I walked into Gengenbach through the Haigeracher Tor — one of three medieval gates that still stand in the old town wall — on a Thursday evening in September, and the smell that reached me first was not the woodsmoke or the river or the old stone that I associated with Black Forest towns. It was wine. The harvest had begun in the surrounding Ortenau vineyards and the air carried something fermentive and slightly sweet, and a group of men in stained aprons were moving plastic crates of Riesling grapes off a flatbed truck outside a winery on the main street. This is what Gengenbach is: a walled former imperial city of about eleven thousand people that has been making wine in its hinterland since the Benedictine monks established the abbey here in the eighth century, and it has not forgotten.

Gengenbach's walled medieval town gate, its sandstone tower golden in late afternoon light, vineyards climbing the slope immediately beyond the wall

The Marktplatz is the town’s centrepiece and, by any objective measure, it is one of the finest market squares in the German southwest. The old Rathaus occupies the north side, a baroque building from 1784 with a facade of regular windows that become, in December, the world’s largest Advent calendar — each window illuminated by a different artist’s installation on each day of December until Christmas. I had seen photographs of this tradition before I arrived, and it had seemed like the kind of clever gimmick that towns invent when they want people to come in the off-season. Standing in the square in September, looking at those blank windows in a building of genuine beauty, I understood that the Advent calendar works because the building is extraordinary enough to support it.

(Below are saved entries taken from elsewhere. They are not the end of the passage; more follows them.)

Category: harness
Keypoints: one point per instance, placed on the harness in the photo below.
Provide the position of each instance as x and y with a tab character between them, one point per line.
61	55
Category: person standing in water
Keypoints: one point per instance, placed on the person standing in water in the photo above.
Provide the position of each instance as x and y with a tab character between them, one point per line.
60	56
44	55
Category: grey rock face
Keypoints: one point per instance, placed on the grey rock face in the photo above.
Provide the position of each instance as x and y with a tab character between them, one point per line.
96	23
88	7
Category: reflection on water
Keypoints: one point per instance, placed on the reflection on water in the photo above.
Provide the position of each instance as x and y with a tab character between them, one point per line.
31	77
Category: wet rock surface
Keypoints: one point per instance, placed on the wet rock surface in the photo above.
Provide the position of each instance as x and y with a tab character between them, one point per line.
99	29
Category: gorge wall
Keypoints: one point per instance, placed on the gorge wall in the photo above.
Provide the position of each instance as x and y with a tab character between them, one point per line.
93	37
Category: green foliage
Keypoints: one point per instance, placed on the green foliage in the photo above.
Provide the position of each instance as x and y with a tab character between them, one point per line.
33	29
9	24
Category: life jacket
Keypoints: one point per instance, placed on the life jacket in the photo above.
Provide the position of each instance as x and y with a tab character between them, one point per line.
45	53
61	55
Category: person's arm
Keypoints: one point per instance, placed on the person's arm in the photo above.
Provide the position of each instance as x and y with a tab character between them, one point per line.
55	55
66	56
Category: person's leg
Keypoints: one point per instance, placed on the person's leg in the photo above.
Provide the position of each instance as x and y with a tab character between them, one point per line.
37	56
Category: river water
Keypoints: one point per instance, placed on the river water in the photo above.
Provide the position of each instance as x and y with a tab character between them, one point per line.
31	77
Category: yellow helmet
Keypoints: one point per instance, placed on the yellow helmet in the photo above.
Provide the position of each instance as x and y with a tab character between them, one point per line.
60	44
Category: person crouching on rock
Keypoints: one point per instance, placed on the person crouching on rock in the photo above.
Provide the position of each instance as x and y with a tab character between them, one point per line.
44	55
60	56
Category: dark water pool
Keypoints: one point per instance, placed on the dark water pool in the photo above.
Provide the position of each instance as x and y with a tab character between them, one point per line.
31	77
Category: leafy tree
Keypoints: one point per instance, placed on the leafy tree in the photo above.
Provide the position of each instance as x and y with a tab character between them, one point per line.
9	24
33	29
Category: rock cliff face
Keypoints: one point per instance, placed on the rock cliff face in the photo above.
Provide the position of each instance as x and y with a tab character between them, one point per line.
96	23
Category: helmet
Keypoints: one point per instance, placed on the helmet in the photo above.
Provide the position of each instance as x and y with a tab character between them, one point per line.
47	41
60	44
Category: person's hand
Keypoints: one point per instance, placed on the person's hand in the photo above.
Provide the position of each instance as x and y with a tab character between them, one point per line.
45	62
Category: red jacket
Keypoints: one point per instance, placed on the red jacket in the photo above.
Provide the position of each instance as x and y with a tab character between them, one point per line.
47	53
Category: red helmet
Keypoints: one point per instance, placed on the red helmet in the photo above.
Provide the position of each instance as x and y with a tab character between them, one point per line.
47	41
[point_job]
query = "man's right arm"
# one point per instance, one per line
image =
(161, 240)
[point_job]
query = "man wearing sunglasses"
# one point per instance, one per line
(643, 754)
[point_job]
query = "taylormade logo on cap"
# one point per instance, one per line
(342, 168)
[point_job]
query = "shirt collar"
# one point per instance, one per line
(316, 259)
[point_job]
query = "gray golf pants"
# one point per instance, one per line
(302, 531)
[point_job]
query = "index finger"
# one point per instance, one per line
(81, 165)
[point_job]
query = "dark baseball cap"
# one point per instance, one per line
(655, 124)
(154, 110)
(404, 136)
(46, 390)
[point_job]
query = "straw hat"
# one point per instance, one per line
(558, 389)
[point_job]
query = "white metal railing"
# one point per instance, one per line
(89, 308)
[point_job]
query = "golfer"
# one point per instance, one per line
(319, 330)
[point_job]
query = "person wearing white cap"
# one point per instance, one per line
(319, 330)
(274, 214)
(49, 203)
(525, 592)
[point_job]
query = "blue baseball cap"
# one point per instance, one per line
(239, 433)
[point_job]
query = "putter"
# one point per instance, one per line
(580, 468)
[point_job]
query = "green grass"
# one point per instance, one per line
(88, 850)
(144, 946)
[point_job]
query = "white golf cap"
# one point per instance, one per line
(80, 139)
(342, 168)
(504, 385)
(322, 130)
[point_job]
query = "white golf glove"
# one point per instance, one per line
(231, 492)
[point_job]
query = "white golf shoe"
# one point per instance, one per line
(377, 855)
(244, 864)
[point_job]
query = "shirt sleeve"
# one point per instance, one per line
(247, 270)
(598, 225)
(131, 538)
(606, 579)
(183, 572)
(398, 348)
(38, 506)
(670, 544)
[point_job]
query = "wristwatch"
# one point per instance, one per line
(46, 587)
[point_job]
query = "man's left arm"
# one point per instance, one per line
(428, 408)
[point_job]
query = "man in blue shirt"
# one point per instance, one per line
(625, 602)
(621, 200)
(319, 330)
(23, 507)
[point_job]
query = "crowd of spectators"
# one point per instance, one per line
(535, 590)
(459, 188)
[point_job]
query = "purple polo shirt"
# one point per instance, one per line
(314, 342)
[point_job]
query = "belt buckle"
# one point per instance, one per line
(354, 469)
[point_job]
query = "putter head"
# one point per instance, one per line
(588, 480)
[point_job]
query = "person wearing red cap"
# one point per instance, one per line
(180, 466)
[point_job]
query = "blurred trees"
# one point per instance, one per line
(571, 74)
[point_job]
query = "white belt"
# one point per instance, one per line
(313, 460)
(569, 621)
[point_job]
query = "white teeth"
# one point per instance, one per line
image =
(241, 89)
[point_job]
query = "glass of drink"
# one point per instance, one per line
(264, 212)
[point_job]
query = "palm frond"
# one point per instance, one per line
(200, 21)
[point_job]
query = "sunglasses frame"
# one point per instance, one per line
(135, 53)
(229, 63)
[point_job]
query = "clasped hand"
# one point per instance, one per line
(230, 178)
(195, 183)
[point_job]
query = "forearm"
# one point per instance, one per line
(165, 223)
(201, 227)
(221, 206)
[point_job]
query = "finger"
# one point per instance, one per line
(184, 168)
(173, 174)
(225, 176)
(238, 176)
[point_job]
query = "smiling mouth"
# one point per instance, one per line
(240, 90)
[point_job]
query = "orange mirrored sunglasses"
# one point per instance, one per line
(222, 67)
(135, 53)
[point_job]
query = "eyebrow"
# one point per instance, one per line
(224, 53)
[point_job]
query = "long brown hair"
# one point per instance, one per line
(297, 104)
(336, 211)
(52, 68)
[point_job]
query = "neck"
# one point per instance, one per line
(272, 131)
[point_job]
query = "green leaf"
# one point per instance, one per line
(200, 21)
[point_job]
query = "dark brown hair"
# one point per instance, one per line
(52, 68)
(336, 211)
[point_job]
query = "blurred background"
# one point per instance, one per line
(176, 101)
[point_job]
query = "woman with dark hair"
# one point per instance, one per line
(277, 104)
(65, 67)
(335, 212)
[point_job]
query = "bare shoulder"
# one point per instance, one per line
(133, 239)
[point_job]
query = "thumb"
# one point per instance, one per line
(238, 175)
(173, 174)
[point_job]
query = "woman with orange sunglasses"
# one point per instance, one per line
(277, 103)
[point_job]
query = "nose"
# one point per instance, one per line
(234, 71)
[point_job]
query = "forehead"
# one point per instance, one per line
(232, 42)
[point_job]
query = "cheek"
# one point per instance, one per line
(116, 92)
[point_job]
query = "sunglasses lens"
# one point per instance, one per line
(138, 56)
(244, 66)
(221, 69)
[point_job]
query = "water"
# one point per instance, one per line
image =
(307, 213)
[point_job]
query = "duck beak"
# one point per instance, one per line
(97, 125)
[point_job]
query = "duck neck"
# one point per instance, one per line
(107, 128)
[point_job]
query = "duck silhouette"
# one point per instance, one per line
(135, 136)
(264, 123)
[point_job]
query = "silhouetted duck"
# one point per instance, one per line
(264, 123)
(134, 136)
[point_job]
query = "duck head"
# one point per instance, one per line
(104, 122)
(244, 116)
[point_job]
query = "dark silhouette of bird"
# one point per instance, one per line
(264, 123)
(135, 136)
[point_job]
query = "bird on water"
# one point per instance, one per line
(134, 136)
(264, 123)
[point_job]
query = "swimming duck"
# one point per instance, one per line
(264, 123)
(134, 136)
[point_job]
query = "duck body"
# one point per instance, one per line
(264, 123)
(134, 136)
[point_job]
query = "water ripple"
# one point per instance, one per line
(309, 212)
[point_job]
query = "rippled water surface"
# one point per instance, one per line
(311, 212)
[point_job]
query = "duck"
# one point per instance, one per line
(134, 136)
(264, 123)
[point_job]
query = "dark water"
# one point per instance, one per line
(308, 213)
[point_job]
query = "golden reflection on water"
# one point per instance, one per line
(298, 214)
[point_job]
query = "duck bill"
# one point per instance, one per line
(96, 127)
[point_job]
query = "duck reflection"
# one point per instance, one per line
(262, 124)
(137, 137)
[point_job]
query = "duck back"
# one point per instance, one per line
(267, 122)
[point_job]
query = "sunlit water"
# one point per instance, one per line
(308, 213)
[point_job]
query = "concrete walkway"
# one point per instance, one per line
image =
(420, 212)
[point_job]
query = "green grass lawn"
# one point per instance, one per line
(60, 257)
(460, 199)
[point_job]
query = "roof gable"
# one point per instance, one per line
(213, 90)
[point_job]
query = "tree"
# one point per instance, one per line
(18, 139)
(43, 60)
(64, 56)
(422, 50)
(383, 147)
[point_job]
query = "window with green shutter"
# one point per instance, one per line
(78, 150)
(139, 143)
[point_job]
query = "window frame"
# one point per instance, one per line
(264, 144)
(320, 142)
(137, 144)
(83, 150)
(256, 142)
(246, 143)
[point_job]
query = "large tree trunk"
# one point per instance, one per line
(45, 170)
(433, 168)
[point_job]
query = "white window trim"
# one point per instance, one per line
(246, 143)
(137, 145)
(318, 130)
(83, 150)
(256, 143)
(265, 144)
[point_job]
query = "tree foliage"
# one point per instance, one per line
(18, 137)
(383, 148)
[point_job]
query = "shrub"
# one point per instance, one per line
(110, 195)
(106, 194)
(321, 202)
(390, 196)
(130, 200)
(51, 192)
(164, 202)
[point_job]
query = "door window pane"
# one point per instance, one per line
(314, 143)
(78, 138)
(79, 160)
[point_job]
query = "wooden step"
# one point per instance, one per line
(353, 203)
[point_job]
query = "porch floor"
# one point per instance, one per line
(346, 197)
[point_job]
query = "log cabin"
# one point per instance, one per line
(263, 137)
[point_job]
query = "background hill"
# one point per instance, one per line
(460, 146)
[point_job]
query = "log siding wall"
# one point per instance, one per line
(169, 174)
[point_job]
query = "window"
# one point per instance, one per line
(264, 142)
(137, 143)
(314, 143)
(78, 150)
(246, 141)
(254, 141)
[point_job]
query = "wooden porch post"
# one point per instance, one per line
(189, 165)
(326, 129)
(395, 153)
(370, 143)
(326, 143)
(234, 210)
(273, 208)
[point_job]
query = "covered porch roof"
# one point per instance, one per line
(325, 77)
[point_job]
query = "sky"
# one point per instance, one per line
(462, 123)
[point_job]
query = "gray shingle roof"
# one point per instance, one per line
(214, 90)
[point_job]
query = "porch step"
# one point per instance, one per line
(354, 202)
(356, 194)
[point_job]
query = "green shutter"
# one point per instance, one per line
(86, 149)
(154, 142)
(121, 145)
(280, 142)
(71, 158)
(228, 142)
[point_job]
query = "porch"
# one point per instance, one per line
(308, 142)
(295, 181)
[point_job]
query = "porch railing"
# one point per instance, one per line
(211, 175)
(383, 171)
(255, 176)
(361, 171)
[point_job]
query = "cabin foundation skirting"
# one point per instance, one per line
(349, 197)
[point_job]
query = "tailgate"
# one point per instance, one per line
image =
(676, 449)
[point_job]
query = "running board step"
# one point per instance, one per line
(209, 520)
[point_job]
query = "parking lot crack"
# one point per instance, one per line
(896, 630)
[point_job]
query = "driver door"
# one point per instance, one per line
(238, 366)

The vineyards rise directly from the town’s eastern edge — the forest begins above them, so you have this compressed vertical stack of town, vine, and fir that is particular to the Kinzig valley’s geography. I hiked up through the Ortenau vineyard terraces in the hour before sunset, past rows of Pinot Gris and Müller-Thurgau, the grapes still hanging heavy and sweet-smelling, and reached a forest track that ran along the boundary between cultivation and wild growth. Below me, the town was a grid of red rooftops and church spires in the fading light. The Kinzig river was a silver thread to the west. I came back down in near-dark and ate at a Weinstube where the Spätburgunder was served in thick-stemmed glasses at a temperature that suggested it had come straight from a cellar not far away.

The interior of a Gengenbach wine cellar, stone walls and barrels in rows, warm lamp light catching the curved oak wood

The abbey is quieter than the town itself. Founded by Benedictines in the eighth century and dissolved in the Napoleonic reorganisations, the complex now serves as a school, but the cloister garden is accessible and the church remains open, its whitewashed baroque interior cool and dim and smelling of stone and candle wax. I sat in a pew for ten minutes in the midday silence and heard the clock on the tower strike noon with a weight that felt appropriate to a building that has been marking hours since before the Black Forest was a concept anyone had named.

When to go: September for the wine harvest — the atmosphere in the town and vineyards is exceptional and the new-season Federweißer (young wine) appears in the Weinstuben. December for the Advent calendar, which draws visitors from across Germany but retains a genuine local quality on weekday evenings.